I'm having a bit of a rust problem. Can anyone tell me or recommend any product to stop the surface rust from spreading or getting bigger, until I get the money to get it repaired at a body shop? I don't know how I could have missed not seeing this sooner I guess because I rarely use the passenger side. Here are some links to the pictures that I took of the rust setting in.

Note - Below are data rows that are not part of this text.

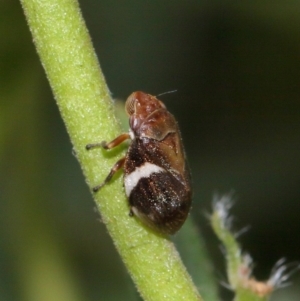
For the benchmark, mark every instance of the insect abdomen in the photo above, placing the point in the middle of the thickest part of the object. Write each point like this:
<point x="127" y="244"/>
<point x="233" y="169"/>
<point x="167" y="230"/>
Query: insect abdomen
<point x="160" y="200"/>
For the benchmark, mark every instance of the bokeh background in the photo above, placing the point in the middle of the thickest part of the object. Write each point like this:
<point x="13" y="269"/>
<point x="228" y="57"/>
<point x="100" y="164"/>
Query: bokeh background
<point x="236" y="68"/>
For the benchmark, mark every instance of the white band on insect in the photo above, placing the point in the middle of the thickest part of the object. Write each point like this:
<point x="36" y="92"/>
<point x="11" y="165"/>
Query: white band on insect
<point x="144" y="171"/>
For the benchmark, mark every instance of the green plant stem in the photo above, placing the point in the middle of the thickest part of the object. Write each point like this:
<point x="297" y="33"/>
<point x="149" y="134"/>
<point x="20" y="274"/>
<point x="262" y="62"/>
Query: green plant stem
<point x="66" y="52"/>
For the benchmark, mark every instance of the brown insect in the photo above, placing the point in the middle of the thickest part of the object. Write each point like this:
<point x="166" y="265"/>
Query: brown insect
<point x="156" y="178"/>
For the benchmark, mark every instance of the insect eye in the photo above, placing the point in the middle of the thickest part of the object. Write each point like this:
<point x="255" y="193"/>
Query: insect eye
<point x="130" y="106"/>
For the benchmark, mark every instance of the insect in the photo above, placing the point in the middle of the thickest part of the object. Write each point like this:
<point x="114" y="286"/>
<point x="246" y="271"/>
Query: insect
<point x="156" y="178"/>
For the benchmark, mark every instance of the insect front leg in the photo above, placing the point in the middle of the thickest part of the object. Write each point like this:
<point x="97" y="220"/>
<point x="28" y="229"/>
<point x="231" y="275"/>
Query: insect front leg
<point x="111" y="144"/>
<point x="118" y="165"/>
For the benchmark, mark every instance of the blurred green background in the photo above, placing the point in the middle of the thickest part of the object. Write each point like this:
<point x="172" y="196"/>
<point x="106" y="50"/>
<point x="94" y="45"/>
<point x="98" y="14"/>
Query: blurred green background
<point x="236" y="66"/>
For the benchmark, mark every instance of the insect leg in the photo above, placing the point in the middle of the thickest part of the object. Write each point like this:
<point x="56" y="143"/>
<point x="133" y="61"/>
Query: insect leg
<point x="118" y="165"/>
<point x="111" y="144"/>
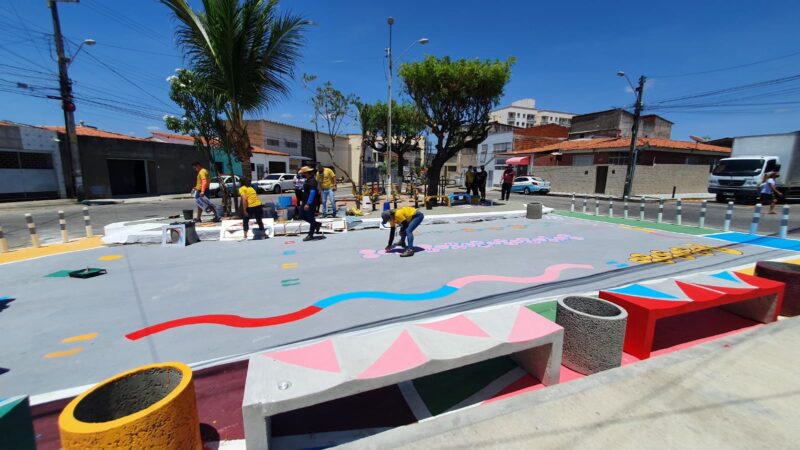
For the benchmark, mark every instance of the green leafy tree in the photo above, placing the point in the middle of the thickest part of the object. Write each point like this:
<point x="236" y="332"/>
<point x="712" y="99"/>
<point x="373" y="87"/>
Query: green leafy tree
<point x="332" y="109"/>
<point x="455" y="98"/>
<point x="201" y="120"/>
<point x="245" y="51"/>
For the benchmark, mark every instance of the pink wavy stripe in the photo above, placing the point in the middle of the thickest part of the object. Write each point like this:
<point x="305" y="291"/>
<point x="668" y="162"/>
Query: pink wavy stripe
<point x="552" y="273"/>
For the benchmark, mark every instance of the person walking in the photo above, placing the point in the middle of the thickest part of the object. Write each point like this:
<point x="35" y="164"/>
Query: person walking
<point x="299" y="180"/>
<point x="482" y="178"/>
<point x="251" y="207"/>
<point x="768" y="191"/>
<point x="327" y="182"/>
<point x="508" y="180"/>
<point x="199" y="193"/>
<point x="409" y="219"/>
<point x="469" y="178"/>
<point x="310" y="200"/>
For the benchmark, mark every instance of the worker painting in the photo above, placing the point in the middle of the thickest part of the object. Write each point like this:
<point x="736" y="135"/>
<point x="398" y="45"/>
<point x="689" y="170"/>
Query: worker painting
<point x="408" y="219"/>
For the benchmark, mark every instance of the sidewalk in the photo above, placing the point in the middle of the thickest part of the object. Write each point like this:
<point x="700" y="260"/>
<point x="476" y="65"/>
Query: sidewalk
<point x="736" y="392"/>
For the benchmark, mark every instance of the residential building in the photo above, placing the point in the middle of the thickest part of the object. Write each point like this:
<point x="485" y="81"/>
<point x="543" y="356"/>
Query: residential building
<point x="599" y="165"/>
<point x="30" y="163"/>
<point x="523" y="114"/>
<point x="615" y="123"/>
<point x="262" y="162"/>
<point x="115" y="164"/>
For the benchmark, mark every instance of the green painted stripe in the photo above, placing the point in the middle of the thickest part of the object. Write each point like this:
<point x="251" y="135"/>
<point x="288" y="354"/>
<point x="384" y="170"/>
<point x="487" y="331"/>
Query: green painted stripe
<point x="546" y="309"/>
<point x="696" y="231"/>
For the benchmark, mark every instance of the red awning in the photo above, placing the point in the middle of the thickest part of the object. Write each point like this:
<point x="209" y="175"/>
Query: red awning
<point x="519" y="161"/>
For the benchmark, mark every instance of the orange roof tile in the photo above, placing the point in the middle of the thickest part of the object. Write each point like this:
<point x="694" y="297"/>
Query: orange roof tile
<point x="606" y="143"/>
<point x="94" y="132"/>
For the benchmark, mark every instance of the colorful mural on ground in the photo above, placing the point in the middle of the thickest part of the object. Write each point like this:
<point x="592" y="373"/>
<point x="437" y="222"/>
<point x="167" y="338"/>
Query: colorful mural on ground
<point x="551" y="273"/>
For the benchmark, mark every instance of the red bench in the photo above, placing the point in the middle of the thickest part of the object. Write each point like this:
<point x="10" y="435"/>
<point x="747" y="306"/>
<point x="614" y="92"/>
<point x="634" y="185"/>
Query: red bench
<point x="753" y="297"/>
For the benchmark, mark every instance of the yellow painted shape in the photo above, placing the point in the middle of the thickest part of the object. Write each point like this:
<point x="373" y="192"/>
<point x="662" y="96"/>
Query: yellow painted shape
<point x="64" y="353"/>
<point x="82" y="337"/>
<point x="171" y="422"/>
<point x="26" y="254"/>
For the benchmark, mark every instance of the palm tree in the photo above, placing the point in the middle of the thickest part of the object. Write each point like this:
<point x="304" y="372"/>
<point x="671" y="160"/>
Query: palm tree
<point x="244" y="52"/>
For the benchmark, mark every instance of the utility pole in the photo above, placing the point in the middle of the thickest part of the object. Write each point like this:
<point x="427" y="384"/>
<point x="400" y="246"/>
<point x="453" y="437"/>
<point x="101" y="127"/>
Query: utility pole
<point x="67" y="103"/>
<point x="634" y="152"/>
<point x="388" y="134"/>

http://www.geocities.com/g0d_eric26/dscf00161.jpg

http://www.geocities.com/g0d_eric26/dscf0017.jpg


P.S. You might have to highlight the URL and paste it into a new window for the pictures to show


----------



## Token Moron (Mar 28, 2003)

u can do some things to stop it from spreading...u can get some primer and spray the area.....or u can sand it off....bondo it.


----------



## Spelchy (Jun 24, 1987)

i'd sand it then primer it. it's kinda nice that it's inside, so that your car wont look like ass. but it should be addressed nonetheless.


----------



## Boromir (Oct 13, 2002)

id sand it, then put rust converter, which turns rust into primer, then paint it. wax it then later.


----------



## shumax (Mar 2, 2003)

Your best bet it to take the door off. Then attach a wire wheel to your drill and grind EVERY bit of it out. Once you are certain you have every bit of it out, clean the area with paint thinner, mineral spirits, etc. Then apply rust converter like EXTEND, etc. Follow the directions on the rust converter bottle. Then fill with puddy if you want, prime, sand and paint. That will keep it from coming back. The key is to make sure you grind every bit of it out. If not, it'll be back in a year.

Curt B. Shumaker


----------



## pmftv (Feb 4, 2003)

YOu could sand it and use black undercoating...if the water leaked in once, it'll leak in again. So sand it prime it and then spray undercoating on it, that will protect against water damage and anything else really.

Plus the rust is by the hinge of the door, so it's not really in the open to see the undercoating.


----------



## eric95200sx (Sep 17, 2003)

Thanks for the helpful advice on what to do.. It Kind of makes me nervous trying to do this myself.. But... I will give it a go


----------